Era la segunda vez en mi vida que tomaba el tren. La primera había sido cuando tenía dieciocho años. Era primavera y acompañé a mi hermano mayor y a mi sobrino hasta Qingdao, donde tenían que tomar un barco para regresar a Shanghai. En aquella época, viajar en tren era un acontecimiento solemne y, cuando volví de Qingdao, estuve presumiendo mucho tiempo. La segunda vez estaba igual de agitado. El tren iba abarrotado, y en el vagón el ambiente estaba saturado de olor a orina. Dos hombres se peleaban por el lavabo; a uno le sangraba la nariz y al otro la oreja. A mí entonces eso no me parecía tercermundista. Los ciento y pico kilómetros que separaban Weifang de Gaomi los hicimos en más de tres horas de traqueteo, mientras que, en 2008, el tren de alta velocidad CRH recorría los cerca de ochocientos kilómetros que mediaban entre Pekín y Gaomi en poco más de cinco horas.

Cuando llegué a la estación de Gaomi estaba amaneciendo; el sol rojo iniciaba su ascenso arrebolando el cielo. Nada más pasar el control de billetes, delante de la estación, oí por primera vez en mucho tiempo una melodía de ópera maoqiang de Shandong, procedente del puesto de un vendedor de churros y leche de soja. Se trataba de una famosa aria cantada por el personaje de la anciana en La túnica de gasa, un canto lento, vibrante, triste y desgarrador. La emoción me llenó los ojos de lágrimas. (Hace poco lo conté en televisión, en un programa del canal de ópera dedicado al maoqiang). Compré media libra de churros y un tazón de leche de soja, y me quedé allí comiendo y escuchando. Había multitud de puestos de comida a ambos lados de la plaza de la estación; los vendedores atraían a voces a los clientes. Dos años antes, allí sólo estaba el restaurante estatal, con unos camareros de actitud odiosa. A los dos años, los restaurantes privados empezaron a hacerle la competencia. En pocos años más, los comercios privados surgieron por todas partes como brotes de bambú tras la lluvia en primavera. En cambio, los restaurantes, cooperativas y tiendas populares y colectivos fueron cerrando y desapareciendo.
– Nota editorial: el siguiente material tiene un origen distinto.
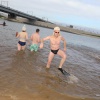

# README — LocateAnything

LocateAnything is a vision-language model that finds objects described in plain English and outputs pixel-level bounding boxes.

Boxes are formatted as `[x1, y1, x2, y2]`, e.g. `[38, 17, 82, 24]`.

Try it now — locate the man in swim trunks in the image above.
[40, 27, 66, 71]
[30, 29, 40, 52]
[16, 25, 28, 51]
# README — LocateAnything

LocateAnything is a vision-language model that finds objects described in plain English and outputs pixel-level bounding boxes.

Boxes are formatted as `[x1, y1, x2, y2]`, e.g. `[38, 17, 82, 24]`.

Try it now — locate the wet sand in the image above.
[0, 19, 100, 100]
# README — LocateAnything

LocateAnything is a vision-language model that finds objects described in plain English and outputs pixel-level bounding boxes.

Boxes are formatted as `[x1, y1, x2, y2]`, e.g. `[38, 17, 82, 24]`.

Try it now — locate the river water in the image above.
[0, 19, 100, 100]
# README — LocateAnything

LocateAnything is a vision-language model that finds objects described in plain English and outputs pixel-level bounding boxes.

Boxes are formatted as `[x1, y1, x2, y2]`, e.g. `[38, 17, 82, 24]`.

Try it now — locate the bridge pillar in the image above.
[8, 13, 16, 19]
[28, 19, 37, 24]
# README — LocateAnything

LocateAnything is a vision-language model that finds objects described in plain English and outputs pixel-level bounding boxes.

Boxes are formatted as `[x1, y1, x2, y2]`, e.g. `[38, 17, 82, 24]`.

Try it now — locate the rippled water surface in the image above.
[0, 20, 100, 100]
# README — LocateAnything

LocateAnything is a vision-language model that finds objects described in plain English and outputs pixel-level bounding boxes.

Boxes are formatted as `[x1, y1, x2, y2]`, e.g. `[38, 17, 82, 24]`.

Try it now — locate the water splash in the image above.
[67, 74, 79, 84]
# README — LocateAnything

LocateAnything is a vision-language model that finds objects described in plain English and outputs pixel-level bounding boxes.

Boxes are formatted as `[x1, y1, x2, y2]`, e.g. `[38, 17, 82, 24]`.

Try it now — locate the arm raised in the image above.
[40, 36, 50, 49]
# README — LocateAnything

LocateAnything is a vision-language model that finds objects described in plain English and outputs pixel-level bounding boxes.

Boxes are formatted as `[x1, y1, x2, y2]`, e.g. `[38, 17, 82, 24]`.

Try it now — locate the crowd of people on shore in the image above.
[16, 25, 67, 74]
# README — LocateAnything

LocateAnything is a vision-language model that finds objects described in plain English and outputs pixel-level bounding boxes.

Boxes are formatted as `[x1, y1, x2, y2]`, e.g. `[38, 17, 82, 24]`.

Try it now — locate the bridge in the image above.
[0, 5, 45, 22]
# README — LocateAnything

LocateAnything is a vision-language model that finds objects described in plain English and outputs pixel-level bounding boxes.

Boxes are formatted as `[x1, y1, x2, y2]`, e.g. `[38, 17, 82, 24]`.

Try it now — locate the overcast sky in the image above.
[1, 0, 100, 29]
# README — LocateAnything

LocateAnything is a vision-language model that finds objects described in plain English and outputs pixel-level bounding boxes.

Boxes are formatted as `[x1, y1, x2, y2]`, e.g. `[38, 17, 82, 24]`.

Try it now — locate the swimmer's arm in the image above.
[61, 37, 67, 52]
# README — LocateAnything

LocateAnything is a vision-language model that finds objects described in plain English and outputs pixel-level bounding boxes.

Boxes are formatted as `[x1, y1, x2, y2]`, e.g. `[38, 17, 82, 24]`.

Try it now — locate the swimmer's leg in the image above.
[17, 43, 21, 51]
[22, 45, 26, 50]
[58, 68, 70, 76]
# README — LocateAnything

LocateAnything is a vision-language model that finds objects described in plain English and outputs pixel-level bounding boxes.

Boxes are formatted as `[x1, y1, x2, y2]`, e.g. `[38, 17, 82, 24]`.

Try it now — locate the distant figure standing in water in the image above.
[3, 21, 6, 26]
[40, 27, 69, 74]
[16, 25, 28, 51]
[30, 29, 40, 52]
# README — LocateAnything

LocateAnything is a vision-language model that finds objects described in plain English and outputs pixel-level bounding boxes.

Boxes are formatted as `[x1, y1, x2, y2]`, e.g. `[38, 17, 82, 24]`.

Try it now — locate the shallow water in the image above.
[0, 20, 100, 100]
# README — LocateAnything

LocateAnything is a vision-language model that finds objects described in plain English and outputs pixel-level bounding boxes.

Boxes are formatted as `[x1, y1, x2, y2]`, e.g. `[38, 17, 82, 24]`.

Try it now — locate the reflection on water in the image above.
[0, 18, 100, 100]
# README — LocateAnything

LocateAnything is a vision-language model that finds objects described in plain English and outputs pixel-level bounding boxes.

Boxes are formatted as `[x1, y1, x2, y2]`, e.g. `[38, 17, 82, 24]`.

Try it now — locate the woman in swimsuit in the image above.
[40, 27, 66, 70]
[16, 25, 28, 51]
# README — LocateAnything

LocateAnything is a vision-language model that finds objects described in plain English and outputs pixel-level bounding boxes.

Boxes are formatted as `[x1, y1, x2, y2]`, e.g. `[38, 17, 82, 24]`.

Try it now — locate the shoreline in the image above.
[0, 17, 100, 38]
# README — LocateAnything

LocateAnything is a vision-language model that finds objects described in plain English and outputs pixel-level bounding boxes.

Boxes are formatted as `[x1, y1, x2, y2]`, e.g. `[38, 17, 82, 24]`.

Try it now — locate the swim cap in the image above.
[22, 25, 26, 31]
[54, 27, 60, 31]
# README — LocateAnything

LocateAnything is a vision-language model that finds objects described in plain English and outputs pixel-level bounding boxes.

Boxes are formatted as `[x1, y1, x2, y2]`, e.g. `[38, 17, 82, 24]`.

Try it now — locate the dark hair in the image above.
[36, 29, 40, 32]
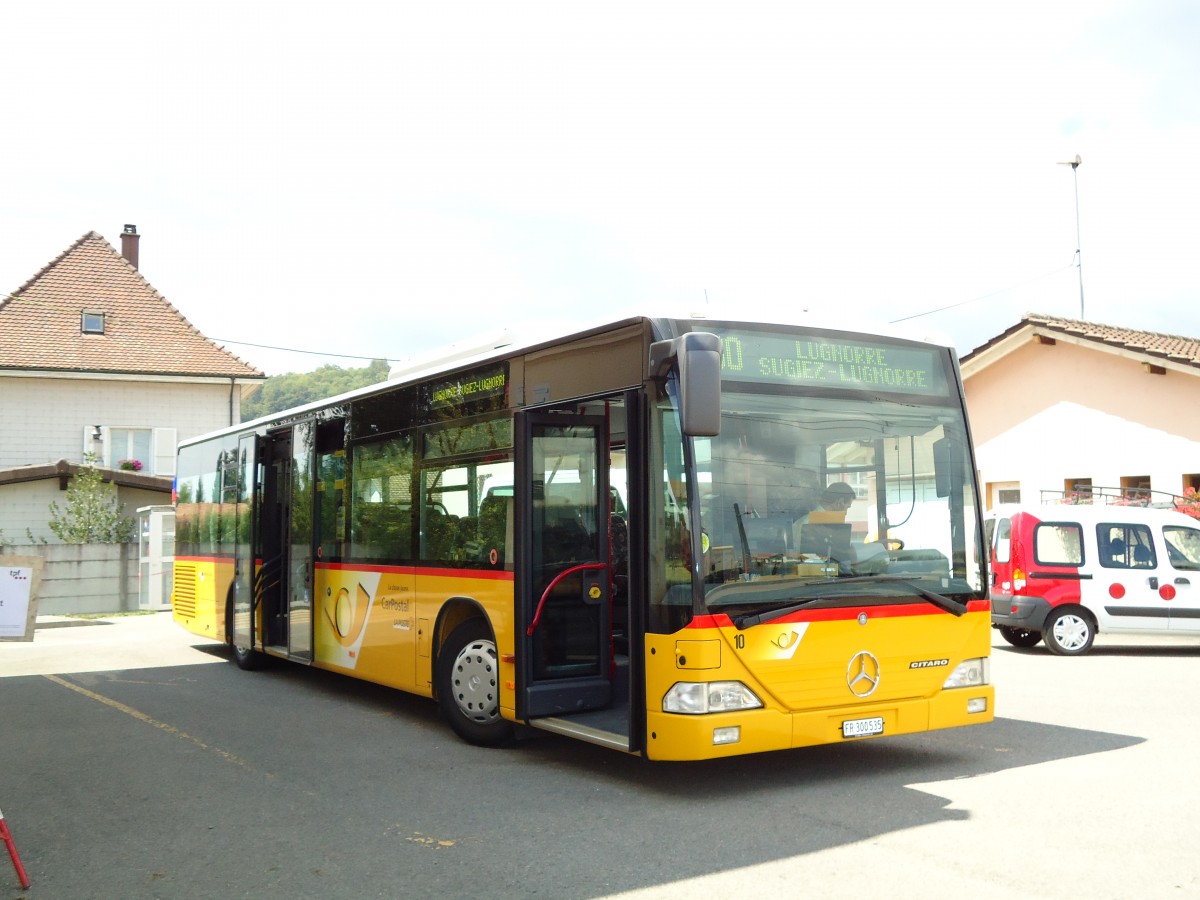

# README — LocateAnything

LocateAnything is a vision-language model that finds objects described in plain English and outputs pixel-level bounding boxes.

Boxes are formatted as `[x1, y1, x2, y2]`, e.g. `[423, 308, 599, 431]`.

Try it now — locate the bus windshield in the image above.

Tomé el autobús a Dongbeixiang y no llegué hasta las tres de la tarde. Al ver el estado de la casa destartalada y a mis padres envejecidos, sentí desesperación. Les conté mi situación en la unidad, donde no tenía posibilidades de prosperar ni de aprender el oficio de conductor y donde como máximo podría pasar otros dos años antes de volver a casa licenciado.
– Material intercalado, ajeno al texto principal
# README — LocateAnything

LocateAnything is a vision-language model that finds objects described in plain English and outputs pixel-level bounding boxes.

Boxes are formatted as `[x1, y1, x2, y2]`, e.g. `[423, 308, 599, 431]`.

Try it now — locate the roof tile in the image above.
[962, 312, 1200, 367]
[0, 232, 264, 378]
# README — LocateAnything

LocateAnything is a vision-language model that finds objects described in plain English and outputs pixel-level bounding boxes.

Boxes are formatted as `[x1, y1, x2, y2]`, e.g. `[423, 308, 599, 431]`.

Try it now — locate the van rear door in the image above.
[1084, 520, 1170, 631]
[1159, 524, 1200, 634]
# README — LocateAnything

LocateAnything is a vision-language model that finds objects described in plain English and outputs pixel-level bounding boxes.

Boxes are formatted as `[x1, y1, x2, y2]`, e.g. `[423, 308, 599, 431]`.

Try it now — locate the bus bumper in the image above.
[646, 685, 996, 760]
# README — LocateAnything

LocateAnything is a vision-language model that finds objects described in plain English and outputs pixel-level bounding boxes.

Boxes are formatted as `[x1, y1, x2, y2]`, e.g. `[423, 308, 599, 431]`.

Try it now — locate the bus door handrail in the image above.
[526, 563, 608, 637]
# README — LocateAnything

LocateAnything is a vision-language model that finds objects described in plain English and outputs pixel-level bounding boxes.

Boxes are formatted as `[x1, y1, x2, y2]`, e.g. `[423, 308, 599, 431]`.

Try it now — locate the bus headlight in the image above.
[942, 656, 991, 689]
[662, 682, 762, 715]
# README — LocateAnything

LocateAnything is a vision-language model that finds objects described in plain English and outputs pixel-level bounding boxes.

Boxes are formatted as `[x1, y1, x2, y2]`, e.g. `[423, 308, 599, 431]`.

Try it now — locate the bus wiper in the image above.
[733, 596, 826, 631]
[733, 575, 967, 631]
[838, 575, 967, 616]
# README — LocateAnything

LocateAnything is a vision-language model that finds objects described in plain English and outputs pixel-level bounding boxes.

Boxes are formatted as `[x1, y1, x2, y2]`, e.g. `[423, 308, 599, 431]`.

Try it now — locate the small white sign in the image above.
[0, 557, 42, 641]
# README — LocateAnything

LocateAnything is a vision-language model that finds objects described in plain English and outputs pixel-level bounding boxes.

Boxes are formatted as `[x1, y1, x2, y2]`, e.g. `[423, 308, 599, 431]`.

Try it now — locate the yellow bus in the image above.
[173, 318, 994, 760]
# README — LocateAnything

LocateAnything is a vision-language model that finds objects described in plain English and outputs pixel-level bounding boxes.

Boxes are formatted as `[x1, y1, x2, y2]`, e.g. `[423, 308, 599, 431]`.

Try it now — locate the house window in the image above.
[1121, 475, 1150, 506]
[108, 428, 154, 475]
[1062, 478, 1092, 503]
—Y yo que creía que allí conseguirías una buena situación… —dijo mi madre.

—Es que tuve mala suerte cuando me destinaron a esa unidad —expliqué—. Si me hubiera tocado una tropa de campaña, seguramente ya sería oficial.

—No sirve de nada hablar de estas cosas —dijo mi padre—. En casa es lo mismo, ya lo ves. Cuando vuelvas allí sigue aplicándote, haz las cosas lo mejor que puedas. La gente se muere de enfermedad, no de trabajar. Si trabajas sin escatimar esfuerzos, los jefes acabarán dándose cuenta tarde o temprano. Y si no consigues que te asciendan o que te hagan conductor, al menos encuentra la manera de ingresar en el Partido. He trabajado con lealtad al Partido toda mi vida y siempre soñé con ser miembro, pero nunca lo logré. A mí ya no me queda esperanza, la tengo puesta en vosotros. Si entras en el Partido, aunque te licencien y tengas que volver a casa, al menos será con dignidad.